Carrier channel, 111... line, 112...
...filter, 114, 116...amplifier, 11
8,120... Product demodulator.

Claims (1)

[Claims] 1. A two-independent sideband RF system with stereo-related intelligibility that appears as sideband modulation above and below the carrier wave.
A receiver for receiving an AM stereo signal, the receiver configured such that interference from adjacent channels is heard from far left and far right on a composite stereo audio output created from the receiver output. (a) The above model due to the above adjacent channel interference.

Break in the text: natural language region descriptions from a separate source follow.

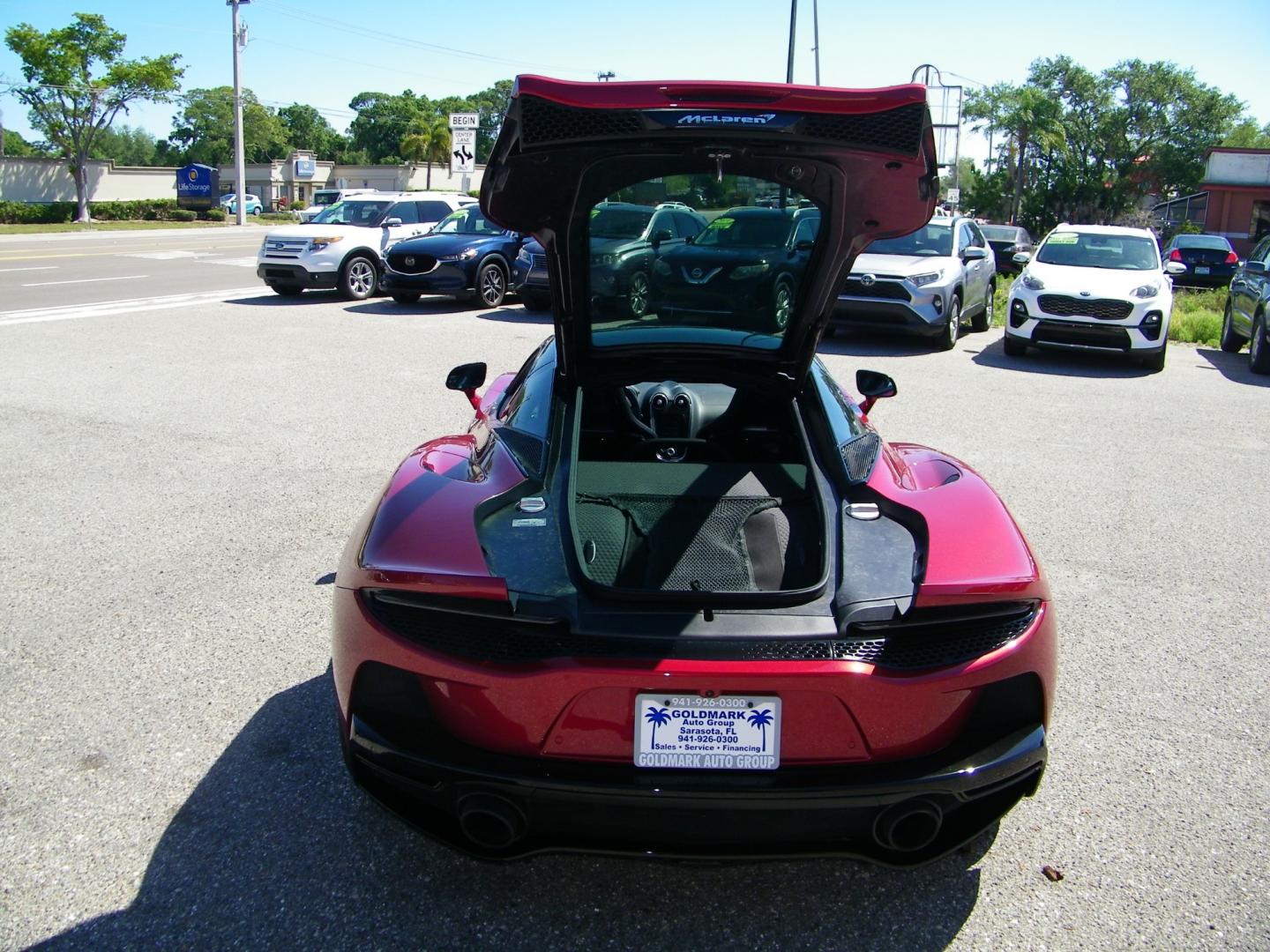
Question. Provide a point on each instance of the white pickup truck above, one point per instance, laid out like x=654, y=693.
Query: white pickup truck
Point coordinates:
x=343, y=247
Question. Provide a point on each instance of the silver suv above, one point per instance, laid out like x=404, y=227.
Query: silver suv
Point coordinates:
x=925, y=283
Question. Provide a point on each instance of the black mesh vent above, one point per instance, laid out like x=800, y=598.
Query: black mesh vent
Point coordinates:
x=407, y=263
x=893, y=131
x=859, y=455
x=1104, y=310
x=923, y=639
x=1081, y=334
x=527, y=450
x=891, y=290
x=546, y=122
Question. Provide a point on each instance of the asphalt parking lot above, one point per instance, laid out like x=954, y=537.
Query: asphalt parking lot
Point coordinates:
x=178, y=485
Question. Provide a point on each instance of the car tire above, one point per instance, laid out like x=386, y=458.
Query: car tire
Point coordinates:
x=1154, y=363
x=952, y=325
x=637, y=294
x=1231, y=342
x=1013, y=348
x=490, y=285
x=536, y=302
x=1259, y=348
x=358, y=279
x=983, y=320
x=782, y=305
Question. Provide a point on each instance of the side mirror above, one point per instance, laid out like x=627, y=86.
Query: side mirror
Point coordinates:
x=467, y=377
x=874, y=386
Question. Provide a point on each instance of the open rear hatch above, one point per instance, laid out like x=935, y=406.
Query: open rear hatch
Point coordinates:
x=572, y=152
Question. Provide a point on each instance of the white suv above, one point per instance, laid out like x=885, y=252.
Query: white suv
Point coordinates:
x=1094, y=287
x=343, y=247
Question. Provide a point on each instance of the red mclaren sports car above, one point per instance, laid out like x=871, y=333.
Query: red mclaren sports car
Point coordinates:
x=672, y=594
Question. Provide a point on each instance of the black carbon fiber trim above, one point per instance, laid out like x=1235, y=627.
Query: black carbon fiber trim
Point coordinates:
x=921, y=640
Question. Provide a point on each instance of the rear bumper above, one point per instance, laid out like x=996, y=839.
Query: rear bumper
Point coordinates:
x=296, y=274
x=498, y=807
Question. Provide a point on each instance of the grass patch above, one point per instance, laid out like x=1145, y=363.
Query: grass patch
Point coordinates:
x=106, y=227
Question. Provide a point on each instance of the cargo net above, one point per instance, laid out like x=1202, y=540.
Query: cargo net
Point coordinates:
x=684, y=544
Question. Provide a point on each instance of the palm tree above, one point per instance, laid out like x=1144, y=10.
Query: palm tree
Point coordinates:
x=427, y=141
x=658, y=718
x=761, y=718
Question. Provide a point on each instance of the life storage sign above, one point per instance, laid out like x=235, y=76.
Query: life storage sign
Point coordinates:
x=197, y=187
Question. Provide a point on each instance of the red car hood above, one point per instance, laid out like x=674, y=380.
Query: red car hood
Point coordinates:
x=865, y=158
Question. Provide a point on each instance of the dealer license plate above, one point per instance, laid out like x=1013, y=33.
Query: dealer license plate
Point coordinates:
x=707, y=733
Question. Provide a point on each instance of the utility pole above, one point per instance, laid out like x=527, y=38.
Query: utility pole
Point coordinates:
x=239, y=150
x=788, y=68
x=816, y=37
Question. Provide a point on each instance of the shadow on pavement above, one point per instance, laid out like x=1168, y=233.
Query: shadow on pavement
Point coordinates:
x=276, y=848
x=1233, y=367
x=1061, y=363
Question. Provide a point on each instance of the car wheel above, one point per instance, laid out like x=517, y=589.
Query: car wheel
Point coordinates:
x=360, y=279
x=1259, y=348
x=983, y=320
x=490, y=285
x=1231, y=342
x=1156, y=362
x=536, y=302
x=782, y=305
x=637, y=294
x=952, y=328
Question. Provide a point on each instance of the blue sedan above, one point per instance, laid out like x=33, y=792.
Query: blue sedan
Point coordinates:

a device that receives an RF/AM stereo signal and converts the received RF signal into a corresponding intermediate frequency (IF) signal; (b) responds to the IF signal and demodulates this signal to a frequency of 5KHz or higher This device generates a pair of stereo output signals that are substantially separated from each other with respect to interference signal components of adjacent channels, and this device comprises: (1) demodulating the amplitude modulation component of the IF signal to
(2) means for generating a signal representing +R stereo information and having a bandwidth sufficient to include the adjacent channel interference component; (2) demodulating the phase modulation component of the IF signal to generate the L signal;
- means for creating a signal representing R stereo information and having a bandwidth sufficient to include the adjacent channel interference component; (3) combining the L+R signal and the LR signal;
A receiver comprising means for producing a pair of L and R stereo output signals, and (c) a device for separately providing the stereo output signals to a stereo audio output system.